Neurotoxic and myotoxic actions of Naja naja kaouthia venom on skeletal muscle in vitro

Abstract

The neuromuscular and skeletal muscle actions of Naja naja kaouthia snake venom were studied in mammalian (rat left hemidiaphragm) and avian (chick biventer cervicis) nerve–muscle preparations. The venom (5 and 10 μg/ml) produced neuromuscular blockade (85% in 36.8±2.0 min, mean±SEM, n=5, and 18±0.6 min, n=3, p<0.01, respectively) in the rat preparation. That the phospholipase A 2 (PLA 2) activity of the venom is involved in this effect was evaluated by inhibiting this enzyme with p-bromophenacyl bromide.
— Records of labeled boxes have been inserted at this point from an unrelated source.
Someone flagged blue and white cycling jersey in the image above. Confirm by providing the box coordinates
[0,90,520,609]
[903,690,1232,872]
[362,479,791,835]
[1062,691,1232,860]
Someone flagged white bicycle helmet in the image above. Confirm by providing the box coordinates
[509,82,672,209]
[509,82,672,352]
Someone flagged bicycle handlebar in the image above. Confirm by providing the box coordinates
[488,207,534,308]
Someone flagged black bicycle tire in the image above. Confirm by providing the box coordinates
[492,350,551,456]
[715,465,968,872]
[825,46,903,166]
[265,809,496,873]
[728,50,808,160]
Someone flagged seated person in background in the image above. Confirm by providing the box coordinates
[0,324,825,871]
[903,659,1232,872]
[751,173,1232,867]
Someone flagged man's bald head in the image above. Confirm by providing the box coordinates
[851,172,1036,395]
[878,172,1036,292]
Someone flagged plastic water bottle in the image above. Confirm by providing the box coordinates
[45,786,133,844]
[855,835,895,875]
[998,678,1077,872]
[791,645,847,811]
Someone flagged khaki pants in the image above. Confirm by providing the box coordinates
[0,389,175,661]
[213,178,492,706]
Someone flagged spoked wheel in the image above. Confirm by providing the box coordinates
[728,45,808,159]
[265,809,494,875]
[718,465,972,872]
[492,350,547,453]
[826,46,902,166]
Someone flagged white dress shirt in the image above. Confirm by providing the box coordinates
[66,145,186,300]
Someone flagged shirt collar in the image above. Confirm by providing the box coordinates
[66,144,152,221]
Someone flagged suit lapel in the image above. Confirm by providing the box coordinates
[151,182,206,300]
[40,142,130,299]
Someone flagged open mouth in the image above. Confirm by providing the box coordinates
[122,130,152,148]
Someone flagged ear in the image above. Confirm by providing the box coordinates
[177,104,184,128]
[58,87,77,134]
This resulted in significantly ( p<0.01) increasing the time required for 85% blockade with 5 and 10 μg/ml to 54±4.6 min ( n=3) and 29±0.6 min ( n=3), respectively. In chick preparations, the venom (5 μg/ml) produced neuromuscular blockade in 14.0±1.8 min ( n=5). The contractures to exogenous acetylcholine were completely inhibited by the venom, whereas those to 134 μM KCl were partially blocked in chick preparations ( n=4, n=3, respectively). The venom (5 μg/ml) produced a progressive decrease in the amplitude of miniature end-plate potentials (m.e.p.ps) in the rat hemidiaphragm, but did not alter the resting membrane potential at 5 μg/ml. Neostigmine (5.8 μM) immediate and partially reversed the 85% blockade produced by venom (61%, n=3) in rat preparations, as did 4-aminopyridine (53 μM) (∼59%, n=3). The 4-aminopyridine and neostigmine also restored the m.e.p.ps to pre-venom (control) values. In rat preparations, the venom damaged 47%±11% and 62.7±3.6% of the muscle fibers at concentrations of 5 and 10 μg/ml, respectively. For venom in which PLA 2 activity was inhibited, the corresponding values were 38±11.8% (5 μg/ml) and 67±9.6% (10 μg/ml). These findings suggest a post-synaptic neurotoxic action for N. n. kaouthia venom, and that inhibiting phospholipase activity of the venom reduces significantly the neuromuscular block but not the direct myotoxicity.